Scavezzarse (Venez.). — Spezzarsi, di una nave. Anche nel Suriano (sec. XVI). (Jal).
Scavezzo1 (Venez.):
—
Barca scavezza in colomba.
—
Colomba scavezza: v. s.
Colomba.
—
Nave scavezza: v. s.
Colomba. Anche Nave scavezzata (it.).
Scavezzo2 (Venez.). — Uno dei tratti consecutivi di cavo di canapa che collegano il divergente alla rete a strascico; è lungo circa 28 metri ed è l'ultimo verso l'ala della rete, alla quale si unisce per mezzo di un tratto di cavo d'erba, detto Mazzetta.

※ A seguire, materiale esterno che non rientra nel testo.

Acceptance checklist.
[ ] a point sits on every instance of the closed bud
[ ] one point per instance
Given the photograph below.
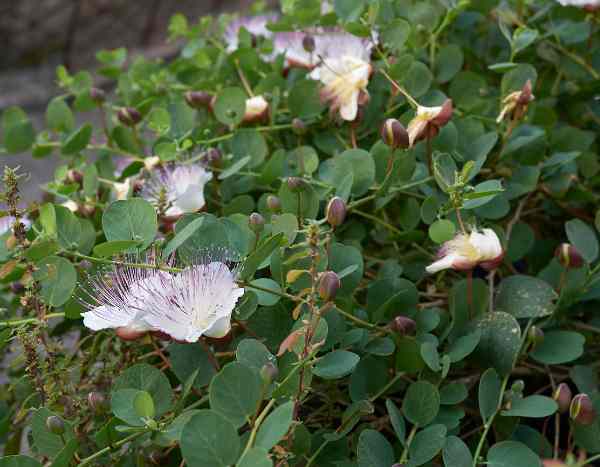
(535, 336)
(299, 127)
(563, 396)
(568, 256)
(55, 425)
(329, 284)
(198, 99)
(295, 184)
(269, 373)
(308, 43)
(129, 116)
(97, 402)
(256, 222)
(273, 203)
(213, 156)
(582, 410)
(336, 211)
(394, 134)
(403, 325)
(97, 95)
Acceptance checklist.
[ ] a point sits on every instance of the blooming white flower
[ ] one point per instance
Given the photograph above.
(197, 302)
(180, 188)
(256, 108)
(428, 121)
(255, 25)
(343, 69)
(119, 299)
(464, 252)
(580, 3)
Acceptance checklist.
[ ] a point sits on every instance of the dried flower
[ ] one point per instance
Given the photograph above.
(428, 121)
(464, 252)
(179, 188)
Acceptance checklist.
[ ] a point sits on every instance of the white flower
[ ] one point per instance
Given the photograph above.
(119, 299)
(255, 25)
(343, 68)
(197, 302)
(180, 188)
(464, 252)
(580, 3)
(256, 108)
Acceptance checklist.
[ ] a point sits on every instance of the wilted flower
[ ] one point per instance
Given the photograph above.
(516, 103)
(255, 25)
(256, 109)
(179, 188)
(198, 301)
(464, 252)
(428, 121)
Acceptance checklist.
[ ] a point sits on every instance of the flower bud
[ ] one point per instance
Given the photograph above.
(129, 116)
(55, 425)
(329, 284)
(299, 127)
(97, 95)
(198, 99)
(273, 203)
(403, 325)
(336, 211)
(256, 222)
(535, 336)
(295, 184)
(308, 43)
(563, 396)
(97, 402)
(582, 410)
(394, 134)
(568, 256)
(269, 373)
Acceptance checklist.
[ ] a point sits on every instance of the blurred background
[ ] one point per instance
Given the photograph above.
(38, 35)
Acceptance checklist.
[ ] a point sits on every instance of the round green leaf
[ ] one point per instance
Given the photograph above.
(235, 392)
(230, 106)
(209, 440)
(421, 403)
(131, 219)
(525, 297)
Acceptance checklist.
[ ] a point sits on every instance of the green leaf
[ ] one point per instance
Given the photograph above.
(397, 420)
(230, 106)
(531, 406)
(583, 238)
(456, 453)
(511, 454)
(145, 377)
(209, 440)
(489, 393)
(336, 364)
(525, 297)
(374, 450)
(426, 444)
(500, 340)
(235, 392)
(58, 279)
(17, 131)
(131, 219)
(421, 403)
(275, 426)
(559, 347)
(78, 140)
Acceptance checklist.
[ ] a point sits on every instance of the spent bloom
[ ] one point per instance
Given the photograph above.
(178, 188)
(464, 252)
(428, 121)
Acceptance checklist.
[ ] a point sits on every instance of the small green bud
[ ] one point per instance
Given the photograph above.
(329, 284)
(55, 425)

Scavonare. — Verbo registrato come napoletano dal Guglielmotti per Scaponire, ma sconosciuto ai vocabolarii napoletani. V. s.
Ingavonarsi.
Scazza (Venez.). — Mastra.
— (Venez. sec. XVIII)
Scassa. (Stratico, Appendice; Introd. arte naut., 1715). Anche in Doc. tosc. (Guglielmotti), e nel Röding (1794-98). Garzoni (872): Scaza dell'albero.
— (Venez. sec. XIV o XV:
Schaza) Taglio fatto, sul ponte d'una galera, alle latte e alle tavole per lasciare un passaggio tra la cala e il ponte. (Fabbrica di galere: Jal).
(V.
Scassa).
Scemare. — Dicesi del vento quando diminuisce. Così pure delle vele, della Luna, ecc. (Guglielmotti). Per le vele è poco usato; si dice Diminuire, Togliere le vele.
— V. s.
Sfrido.
Scemo. — Differenza della lunghezza nei ferzi delle rande. (Corazzini).
Scempio:
—
Compagno di parte scempia: v. s.
Compagno.
—
Marinaro di parte scempia: stesso significato. (Guglielmotti).
Scendere. — Calare.
— Tramontare (degli astri).
—
SCENDERE IN ACQUA: di una nave che viene varata. Più usato Discendere.
—
SCENDERE DAGLI ALBERI: in coperta.
—
SCENDER D'ARRIVA o DA RIVA: discendere dei gabbieri dall'alberatura in coperta, compiuta la manovra. (Parrilli).
—
SCENDERE DAL BASTIMENTO: a terra.
—
SCENDERE LA CORRENTE: navigando secondo la corrente.
—
SCENDERE UNA FIUMANA: seguirne il corso. (Parrilli).
—
SCENDERE UN FIUME: seguendone la corrente.
—
SCENDERE (DELLA MAREA): nel riflusso.
—
SCENDERE A TERRA: v.
A terra.
Scentafamiglie (Lucch.). — Piccola barca che si adopera nelle paludi e nei laghi. (Nieri, Vocab. lucch.). V.
Sciattafamiglie.
(Dal facile pericolo di far cappello, dato il lucch. scentare « distruggere », che è pure in Stat. di Rio di Groppo: Rossi, Gloss. lig. 125. Cfr. genov. scentà « sparire », sicil. scintari «svanire»: dal lat. *exemptare «distruggere»: Meyer-Lübke, Rom. etym. W. 3004. Cfr. Sciattafamiglie).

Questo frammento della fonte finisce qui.